0

I want to return all rows that were public in May (2019-05), so if a row was turned to draft (and not back to public) at any point before the end of May, I don't want it. For example:

id | post_id | status | date
-------------------------
 1 | 1       | draft  | 2019-03-25
 2 | 1       | public | 2019-04-02
 3 | 1       | draft  | 2019-05-25
 4 | 2       | draft  | 2019-03-10
 5 | 2       | public | 2019-04-01
 6 | 2       | draft  | 2019-06-01

The desired result for the above would return post_id 2 because its last status change prior to the end of May was to public.

post_id 1 was put back in draft before the end of May, so it would not be included.
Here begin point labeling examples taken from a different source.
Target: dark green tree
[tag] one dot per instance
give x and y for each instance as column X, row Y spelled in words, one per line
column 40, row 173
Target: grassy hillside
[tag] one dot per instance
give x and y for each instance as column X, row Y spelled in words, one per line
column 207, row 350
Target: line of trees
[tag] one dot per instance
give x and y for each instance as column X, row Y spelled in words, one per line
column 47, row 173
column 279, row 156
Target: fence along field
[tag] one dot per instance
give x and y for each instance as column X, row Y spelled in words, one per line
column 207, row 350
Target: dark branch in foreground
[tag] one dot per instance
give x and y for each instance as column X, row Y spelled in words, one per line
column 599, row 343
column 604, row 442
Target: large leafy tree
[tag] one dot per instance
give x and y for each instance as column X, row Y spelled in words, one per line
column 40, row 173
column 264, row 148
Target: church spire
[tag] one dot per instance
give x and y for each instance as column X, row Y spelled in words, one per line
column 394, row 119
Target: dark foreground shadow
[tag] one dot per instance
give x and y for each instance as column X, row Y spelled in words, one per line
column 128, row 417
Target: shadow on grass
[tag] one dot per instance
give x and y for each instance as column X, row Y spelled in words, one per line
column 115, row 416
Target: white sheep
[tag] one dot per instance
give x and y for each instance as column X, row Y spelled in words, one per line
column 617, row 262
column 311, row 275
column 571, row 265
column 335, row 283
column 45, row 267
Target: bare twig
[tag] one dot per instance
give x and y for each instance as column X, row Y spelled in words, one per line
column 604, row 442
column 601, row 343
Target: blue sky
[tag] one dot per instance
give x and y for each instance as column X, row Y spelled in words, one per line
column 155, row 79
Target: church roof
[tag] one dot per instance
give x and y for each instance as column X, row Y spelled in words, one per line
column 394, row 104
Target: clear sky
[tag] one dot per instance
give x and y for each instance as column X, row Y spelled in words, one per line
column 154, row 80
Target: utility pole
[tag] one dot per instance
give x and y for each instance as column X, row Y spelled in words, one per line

I'm not sure how to use the correct join or sub-queries to do this as efficiently as possible.

Barbaros Özhan
  • 59,113
  • 10
  • 31
  • 55
HWD
  • 1,547
  • 7
  • 36
  • 72

2 Answers2

1

You seem to want the status as of 2019-05-31. A correlated subquery seems like the simplest solution:

select t.*
from t
where t.date = (select max(t2.date)
                from t t2
                where t2.post_id = t.post_id and
                      t2.date <= '2019-05-31'
               );

To get the ones that are public, just add a WHERE condition:

select t.*
from t
where t.date = (select max(t2.date)
                from t t2
                where t2.post_id = t.post_id and
                      t2.date <= '2019-05-31'
               ) and
      t.status = 'public';

For performance, you want an index on (post_id, date).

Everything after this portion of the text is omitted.